“They might call it hearsay.” Riel couldn't quite stop the amused snort. “But it's never too early to start establishing precedent. You realize if he testifies, that means the planet is a person, more or less?”
“Yes.”
Which, Riel realized, was Dunsany's intention all along. “You'll lead this team?”
“I'm—” Riel almost heard her swallow the words, not qualified. “I'm an M.D. A shitty one, but sometimes shitty is better than nothing. I'll do what I have to do.”
Late December 2062
HMCSS Montreal
I'll say this for Wainwright. When she chooses a side, she doesn't screw around. Acting on Gabe's belief that Ramirez was the sole saboteur — Richard calls it the Lone Programmer Theory, which apparently is a joke — the captain releases her crew to normal duty, although she assigns every member a buddy with whom he eats, sleeps, bathes, and goes to the head.
It's not a bad stopgap measure, as stopgap measures go.
On the twenty-third, the Benefactor ships start signaling.
Dit. Dit. Dah.
Dit. Dit. Dah.
Radio frequencies, and pulsed signals through the nanotech. Richard filters it after the first ten minutes, merci à Dieu. Dit. Dit. Dah.
What the hell does it mean?
“I don't know,” he answers. “But the last pip is twice as long as the first two, so I'm going to presume it's math and see if I can establish a dialogue.”
Keep me posted.
“I will.”
How are things on Earth?
“Bad,” he says. “Proceeding.” And leaves us to our vigil.

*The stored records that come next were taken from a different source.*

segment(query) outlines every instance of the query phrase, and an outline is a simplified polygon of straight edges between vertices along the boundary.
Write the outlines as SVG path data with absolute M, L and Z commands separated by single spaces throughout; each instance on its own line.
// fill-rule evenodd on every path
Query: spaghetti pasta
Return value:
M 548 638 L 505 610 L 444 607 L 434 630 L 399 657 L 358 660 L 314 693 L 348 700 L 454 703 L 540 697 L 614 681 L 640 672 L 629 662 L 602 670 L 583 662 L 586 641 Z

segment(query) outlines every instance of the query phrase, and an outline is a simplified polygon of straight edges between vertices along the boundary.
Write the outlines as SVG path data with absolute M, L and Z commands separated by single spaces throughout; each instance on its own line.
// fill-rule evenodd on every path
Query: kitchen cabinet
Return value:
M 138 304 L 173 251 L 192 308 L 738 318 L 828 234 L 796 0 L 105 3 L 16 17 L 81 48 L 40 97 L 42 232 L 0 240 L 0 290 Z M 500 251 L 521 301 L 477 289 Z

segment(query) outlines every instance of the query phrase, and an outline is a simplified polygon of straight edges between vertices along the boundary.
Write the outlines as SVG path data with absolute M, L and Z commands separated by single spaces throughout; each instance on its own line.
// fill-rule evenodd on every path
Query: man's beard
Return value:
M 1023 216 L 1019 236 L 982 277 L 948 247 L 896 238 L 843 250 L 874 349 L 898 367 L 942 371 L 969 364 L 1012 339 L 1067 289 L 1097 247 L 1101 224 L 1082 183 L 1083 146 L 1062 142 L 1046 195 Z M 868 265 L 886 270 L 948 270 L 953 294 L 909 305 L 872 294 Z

After the third day, it blends into a sort of nightmare. The pills keep Patty and me half alert. We trade off six-hour shifts and sleep when we can, often curled in a observer's chair on the corner of the bridge. We eat what's set before us with wooden mouths. Sometime on Christmas Eve, Gabe pronounces the Montreal's systems clean, and Richard concurs.
Dit. Dit. Dit. Dit. Daaahhhh.
One plus one plus one plus one is four.
Then Gabe walks off the bridge and I don't see him for eight or ten hours. When he comes back, he's clean and I hate him, until Wainwright orders me to the showers.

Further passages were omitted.